Nas décadas de 1970 e 80, as queimadas de carvão em residências eram a principal fonte de poluição por pequenas partículas, mas agora respondem por uma proporção muito pequena de PM2.5, disse o relatório. Esta queda, e veículos e indústrias mais limpos, significam que os níveis gerais de poluição por partículas caíram significativamente desde 1970, mas eles se estabilizaram na última década.

“Isso reflete a crescente popularidade dos aparelhos de combustível sólido em casa, como fogões a lenha”, diz o relatório. “Devido ao pequeno tamanho [da poluição de partículas], algumas dessas toxinas podem entrar na corrente sanguínea e ser transportadas pelo corpo, alojando-se no coração, cérebro e outros órgãos. Portanto, a exposição ao PM pode resultar em sérios impactos à saúde.”

Os queimadores de madeira também triplicam o nível de partículas nocivas de poluição dentro das casas e devem ser vendidos com um alerta de saúde, avisaram cientistas em dezembro. Em janeiro, especialistas da Asthma UK e da British Lung Foundation pediram às pessoas que usassem queimadores de lenha apenas se não tivessem uma fonte alternativa de calor. O Prof. Jonathan Grigg, da Queen Mary University of London, disse: “É difícil justificar seu uso em qualquer área urbana”.

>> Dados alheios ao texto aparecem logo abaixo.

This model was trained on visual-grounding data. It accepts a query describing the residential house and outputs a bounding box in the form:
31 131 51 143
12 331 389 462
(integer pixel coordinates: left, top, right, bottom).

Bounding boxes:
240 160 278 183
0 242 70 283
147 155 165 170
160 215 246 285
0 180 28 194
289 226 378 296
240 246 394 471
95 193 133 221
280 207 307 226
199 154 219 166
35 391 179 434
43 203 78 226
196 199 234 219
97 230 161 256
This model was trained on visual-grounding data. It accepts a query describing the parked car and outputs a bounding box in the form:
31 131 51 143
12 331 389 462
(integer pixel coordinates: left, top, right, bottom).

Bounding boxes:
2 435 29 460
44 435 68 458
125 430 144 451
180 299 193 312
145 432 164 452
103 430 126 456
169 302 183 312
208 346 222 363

O segundo relatório, produzido pela Kantar para o governo, examinou quem estava queimando combustíveis sólidos em casa e por quê, e incluiu uma pesquisa com 46.000 pessoas. Ele descobriu que apenas 8% das pessoas no Reino Unido queimavam combustível em ambientes fechados, com dois terços delas vivendo em áreas urbanas onde os níveis de ar sujo eram os piores.

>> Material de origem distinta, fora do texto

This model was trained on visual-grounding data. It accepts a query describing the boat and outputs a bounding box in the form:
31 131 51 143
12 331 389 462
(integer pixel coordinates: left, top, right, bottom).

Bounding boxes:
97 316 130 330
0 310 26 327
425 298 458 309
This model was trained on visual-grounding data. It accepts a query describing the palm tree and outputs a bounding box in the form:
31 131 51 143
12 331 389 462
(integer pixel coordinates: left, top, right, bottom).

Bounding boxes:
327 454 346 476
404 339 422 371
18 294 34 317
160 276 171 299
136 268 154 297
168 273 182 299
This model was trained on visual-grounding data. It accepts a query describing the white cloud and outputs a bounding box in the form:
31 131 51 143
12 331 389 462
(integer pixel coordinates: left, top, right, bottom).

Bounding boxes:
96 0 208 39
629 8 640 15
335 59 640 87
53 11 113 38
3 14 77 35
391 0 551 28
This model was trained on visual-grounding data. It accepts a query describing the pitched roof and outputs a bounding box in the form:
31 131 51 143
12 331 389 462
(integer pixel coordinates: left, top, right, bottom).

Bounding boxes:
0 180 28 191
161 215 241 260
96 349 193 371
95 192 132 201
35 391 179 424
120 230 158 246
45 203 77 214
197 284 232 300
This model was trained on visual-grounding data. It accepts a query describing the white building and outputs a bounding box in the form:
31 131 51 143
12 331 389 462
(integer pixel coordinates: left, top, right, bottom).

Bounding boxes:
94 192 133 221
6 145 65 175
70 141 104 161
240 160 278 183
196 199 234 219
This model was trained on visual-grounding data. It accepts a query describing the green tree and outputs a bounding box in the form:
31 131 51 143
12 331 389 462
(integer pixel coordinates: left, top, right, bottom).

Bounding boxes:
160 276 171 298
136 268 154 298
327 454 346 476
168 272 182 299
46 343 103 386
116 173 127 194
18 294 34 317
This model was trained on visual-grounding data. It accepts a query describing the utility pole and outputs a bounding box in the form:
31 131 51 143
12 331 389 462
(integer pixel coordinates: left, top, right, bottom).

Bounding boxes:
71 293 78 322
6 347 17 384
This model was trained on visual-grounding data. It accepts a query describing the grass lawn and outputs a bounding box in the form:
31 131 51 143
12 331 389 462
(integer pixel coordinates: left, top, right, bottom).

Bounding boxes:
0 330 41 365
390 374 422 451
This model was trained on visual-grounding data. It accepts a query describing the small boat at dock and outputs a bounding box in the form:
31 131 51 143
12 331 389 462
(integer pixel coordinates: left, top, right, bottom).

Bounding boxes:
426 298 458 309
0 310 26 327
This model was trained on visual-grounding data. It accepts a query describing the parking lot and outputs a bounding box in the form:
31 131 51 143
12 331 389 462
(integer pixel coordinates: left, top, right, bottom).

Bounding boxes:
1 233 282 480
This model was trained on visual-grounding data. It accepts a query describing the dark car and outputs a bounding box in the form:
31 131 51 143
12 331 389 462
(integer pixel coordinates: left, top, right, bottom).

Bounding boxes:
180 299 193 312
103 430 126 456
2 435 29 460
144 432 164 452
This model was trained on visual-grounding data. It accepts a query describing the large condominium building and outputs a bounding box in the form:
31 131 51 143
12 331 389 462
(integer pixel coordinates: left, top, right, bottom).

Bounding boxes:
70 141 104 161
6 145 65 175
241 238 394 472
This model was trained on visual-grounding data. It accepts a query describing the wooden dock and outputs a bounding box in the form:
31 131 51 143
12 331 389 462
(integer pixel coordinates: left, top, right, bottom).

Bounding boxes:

Dois terços das pessoas que queimavam dentro de casa usavam fogão, um terço fazia fogueiras (lareiras) e 96% tinham fontes alternativas de aquecimento, como gás ou eletricidade. A maioria dos queimadores internos usava madeira temperada, mas 20% usavam madeira úmida, descobriu a pesquisa.

“Os motivos mais comuns que deram para usar seu aparelho de queima interior foram para criar uma sensação caseira, para que pudessem aquecer apenas um cômodo, para economizar dinheiro e/ou porque gostavam da aparência de um fogo”, diz o relatório. “O hábito também parecia importante: 79% dos queimadores internos relataram ter lareira em casa quando cresciam, em oposição a 23% [daqueles que nunca queimam em casa].”

Quase metade dos queimadores internos (46%) pertencia às classes sociais AB mais altas, o que representa cerca de um quarto da população em geral. Os pesquisadores identificaram cinco tipos de queimadores internos, incluindo pessoas que queimaram como uma “escolha de estilo de vida” por razões estéticas (28%) e por razões de tradição (18%). Um pequeno número, que tendia a ser mais velho, menos abastado e mais rural, não tinha outro aquecimento (8%). O resto queimava em casa para economizar dinheiro ou complementar outro aquecimento.

A pesquisa também descobriu que menos de um terço [dos queimadores internos] disseram estar preocupados com os efeitos da queima na saúde ou nas pessoas ao seu redor.

“Temos 8% das residências do Reino Unido que são responsáveis por cerca de 40% da poluição de PM2.5”, disse Gary Fuller, do Imperial College London, membro do grupo governamental de especialistas em qualidade do ar. “A queima de madeira nas casas passou despercebida ao radar, enquanto todos nós focamos nossa atenção no tráfego de diesel.”

“Podemos contar carros e caminhões em nossas estradas para entender a poluição que vem do trânsito. Mas temos muito pouca ideia do que as pessoas estão fazendo em suas próprias casas e, portanto, a importância desta pesquisa [Kantar] é esta”, acrescentou.

“Uma das maneiras de enfrentar a queima de lenha é levar mais informações às pessoas, como aconteceu na Nova Zelândia, para encorajar as pessoas a queimar melhor sua madeira. Temos que nos engajar e o ponto de partida é saber quem está queimando lenha e por que o está fazendo, e é isso que esta pesquisa faz”.